Colocasia leaves-10,(tender)
boiled rice-2cups,
raw rice-2cups,
coconut-1(medium),
chillies- 8,
turmeric-1tsp,
hing-1tsp,
tamarind-1big lemon size and
salt as required.
Method:
Clean and remove veins of the leaves.
Soak little tamarind in  1/2 bucketful of water
and put the leaves in that water so as to keep the leaves fully immersed and keep it  for 3 to 4 hrs for removing the ingredient in the leaves which cause itching/irritation in the throat while eating  patharvodo.
Soak rice for 6hrs.Grind with all the other items to a light course paste.
Salt should be slightly on the higher side to balance with the leaves.
Lay one reasonably large leaf on a large plastic sheet, spread the batter uniformly on it
with hands. Place another leaf on the top of it and
spread the batter again. Do it till the last leaf is done.Then slightly fold the long side edges inside and then roll all the leaves together slowly so that a round shaped cylindrical roll is formed and  then tie it with a thread. Only the outside surface of the roll should be exposed.

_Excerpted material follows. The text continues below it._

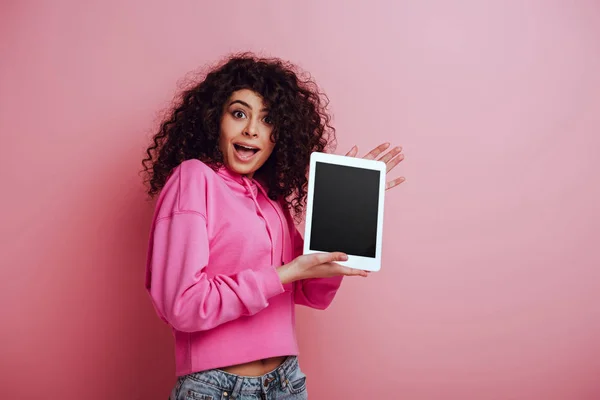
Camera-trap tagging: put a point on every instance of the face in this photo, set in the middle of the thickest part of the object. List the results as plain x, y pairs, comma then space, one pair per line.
245, 138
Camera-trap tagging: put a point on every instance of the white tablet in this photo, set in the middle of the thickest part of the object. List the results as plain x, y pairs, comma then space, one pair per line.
345, 209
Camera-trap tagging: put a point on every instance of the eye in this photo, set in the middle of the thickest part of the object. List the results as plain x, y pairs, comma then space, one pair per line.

The pattarvodo can then be steamed in a pedavan( closed round steaming  pot),
keeping sufficient water to cook,  for 1hr and 30 mts.  This can also be cooked
in pressure cooker . In pressure cooker , the rolls  will have to be first placed in a shallow flat stainless steel or hindalium container and then placed properly in the cooker with some support below the flat vessel so that the vessel with rolls is placed just above the water level. Close the cooker with its lid , with safety weight.  After the first whistle, turn the flame to simmer mode. Cook the rolls for 45 minutes.Please ensure that enough water is put in cooker to take care of the 45mts cooking.